NetBSD Problem Report #55506
From kardel@Kardel.name Tue Jul 21 06:25:56 2020
Return-Path: <kardel@Kardel.name>
Received: from mail.netbsd.org (mail.netbsd.org [199.233.217.200])
(using TLSv1.2 with cipher ECDHE-RSA-AES256-GCM-SHA384 (256/256 bits))
(Client CN "mail.NetBSD.org", Issuer "mail.NetBSD.org CA" (not verified))
by mollari.NetBSD.org (Postfix) with ESMTPS id AAA741A9213
for <gnats-bugs@gnats.NetBSD.org>; Tue, 21 Jul 2020 06:25:56 +0000 (UTC)
Message-Id: <20200721062553.224A144B3E@Andromeda.Kardel.name>
Date: Tue, 21 Jul 2020 08:25:53 +0200 (CEST)
From: kardel@netbsd.org
Reply-To: kardel@netbsd.org
To: gnats-bugs@NetBSD.org
Subject: gpioctl/mcp23s17gpio0/spi0 stalls on cv spixfr
X-Send-Pr-Version: 3.95
>Number: 55506
>Category: kern
>Synopsis: gpioctl/mcp23s17gpio0/spi0 stalls on cv spixfr
>Confidential: no
>Severity: serious
>Priority: high
>Responsible: kern-bug-people
>State: closed
>Class: sw-bug
>Submitter-Id: net
>Arrival-Date: Tue Jul 21 06:30:00 +0000 2020
>Closed-Date: Sun Aug 09 19:28:17 +0000 2020
>Last-Modified: Tue Aug 11 19:15:01 +0000 2020
>Originator: Frank Kardel
>Release: NetBSD 9.99.69
>Organization:
>Environment:
System: NetBSD assel 9.99.69 NetBSD 9.99.69 (ASSEL) #1: Mon Jul 20 14:14:32 CEST 2020 kardel@Andromeda:/src/NetBSD/cur/src/obj.evbarm/sys/arch/evbarm/compile/ASSEL evbarm
Architecture: earmv7hf
Machine: evbarm
>Description:
This issue has been observed since NetBSD 8.99.xx
The board is a Raspberry Pi 2 Model B Rev 1.1
A program is polling/setting gpio pins on a piface2 board (mcp23s17) gets stuck
on the cv spixfr after some hours (on 8.99.xx it was after some days).
In parallel to the gpio polling program the munin monitoring system executes
"gpioctl <device> <PIN-name>" commands for all pins every 5 minutes.
These gpioctl programs also get stuck (interruptable) at the gpio layer.
The driver is waiting in spi_wait and it cannot be interrupted or does not
time out.
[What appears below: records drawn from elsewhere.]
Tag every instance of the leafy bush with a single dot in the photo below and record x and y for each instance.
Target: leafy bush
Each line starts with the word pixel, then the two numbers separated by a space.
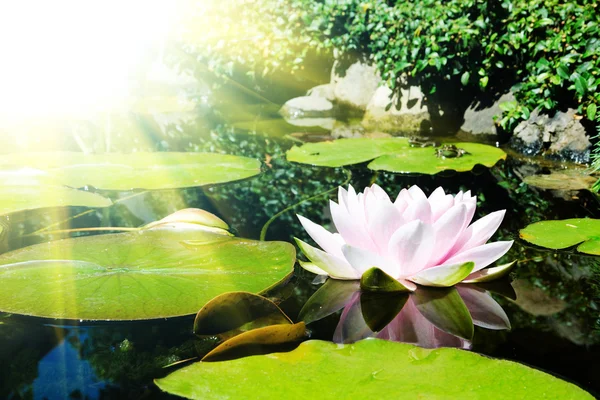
pixel 549 48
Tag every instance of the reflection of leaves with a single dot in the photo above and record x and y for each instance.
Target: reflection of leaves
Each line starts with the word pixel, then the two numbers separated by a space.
pixel 445 309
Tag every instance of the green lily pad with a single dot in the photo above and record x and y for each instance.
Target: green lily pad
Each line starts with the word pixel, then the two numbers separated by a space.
pixel 137 275
pixel 239 312
pixel 258 341
pixel 115 171
pixel 565 233
pixel 370 368
pixel 394 155
pixel 15 198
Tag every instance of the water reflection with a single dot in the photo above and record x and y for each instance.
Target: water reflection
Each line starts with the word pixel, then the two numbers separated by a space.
pixel 428 317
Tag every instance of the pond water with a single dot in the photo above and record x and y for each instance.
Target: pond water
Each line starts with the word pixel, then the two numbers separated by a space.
pixel 551 297
pixel 554 318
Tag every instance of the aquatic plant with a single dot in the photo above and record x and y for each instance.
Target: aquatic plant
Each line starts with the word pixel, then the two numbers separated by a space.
pixel 415 239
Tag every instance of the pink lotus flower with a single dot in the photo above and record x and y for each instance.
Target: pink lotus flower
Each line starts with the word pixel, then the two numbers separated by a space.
pixel 415 239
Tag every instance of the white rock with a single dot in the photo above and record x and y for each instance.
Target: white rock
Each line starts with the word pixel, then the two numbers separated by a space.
pixel 307 107
pixel 357 86
pixel 406 115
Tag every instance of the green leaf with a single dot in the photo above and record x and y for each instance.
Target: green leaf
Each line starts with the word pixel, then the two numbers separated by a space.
pixel 238 312
pixel 580 85
pixel 15 197
pixel 329 298
pixel 562 71
pixel 375 280
pixel 380 308
pixel 591 112
pixel 370 368
pixel 483 81
pixel 137 275
pixel 464 79
pixel 446 310
pixel 257 341
pixel 508 105
pixel 561 234
pixel 394 155
pixel 113 171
It seems that the state machine in spi.c/bcm2835_spi.c does never
reach the (st->st_flags & SPI_F_DONE) != 0 state spi_wait waits for.
Are we missing an interrupt and do we have another issue as a
state handling botch or a bug in the usage of the spi API in mcp23s17.c?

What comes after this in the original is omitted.